Announced Research Updates
 
Sanofi announced that in a 52-week, 36 patient, Phase II/III trial, treatment with olipudase resulted in a relative improvement of 22% in the predicted diffusing capacity of carbon monoxide (DLco) and a 39.5% decrease in spleen size compared to a 3% DLco improvement and a 0.5% decrease in spleen size with placebo in adult patients with acid sphingomyelinase deficiency (Niemann-Pick Disease). However, treatment with olipudase did not improve the Splenomegaly Related Score compared to placebo.
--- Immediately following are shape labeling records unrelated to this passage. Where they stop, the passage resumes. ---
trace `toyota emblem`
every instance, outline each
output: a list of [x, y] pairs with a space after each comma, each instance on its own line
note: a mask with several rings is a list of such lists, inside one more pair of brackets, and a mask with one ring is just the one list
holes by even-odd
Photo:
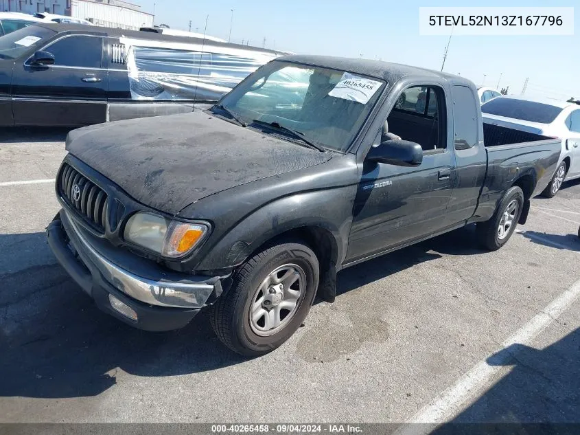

Sanofi announced that in a 52-week, 20 patient, open-label, Phase II trial, treatment with olipudase resulted in a relative DLco improvement of 33% and a 49% decrease in spleen size in patients < 18 years old with acid sphingomyelinase deficiency.
 
The NIH announced that it halted a trial after interim data from 5,383 patients enrolled in a 5,407 HIV-negative patient, Phase IIb/III trial, showed that 129/2,694 patients who received the Sanofi Pasteur vaccine with the GSK immunity-boosting adjuvant became infected with HIV compared to 123/2,689 patients that received placebo.
 
Published Research Updates
 
In a 12-week, 111 patient, Phase IIb trial, several dosing regimens of tirzepatide lowered HbA1c more than placebo in patients with type 2 diabetes.
 
In a 13-week, 42 patient, Phase II, open-label trial, treatment with bermekimab resulted in 61% of patients naive to anti-TNF treatment and 63% of patients that failed anti-TNF treatment achieving Hidradenitis Suppurativa Clinical Response (HiSCR), which was defined as a greater than or equal to 50% reduction in inflammatory lesion count and no increase in abscesses or draining fistulas.
 
In an 8-week, 204 patient, Phase II trial, 33.3% of patients treated with serlopitant achieved a 4 point or > worst-itch numeric rating scale (WI-NRS) score compared to  21.1% with placebo in patients with pruritus associated with psoriasis.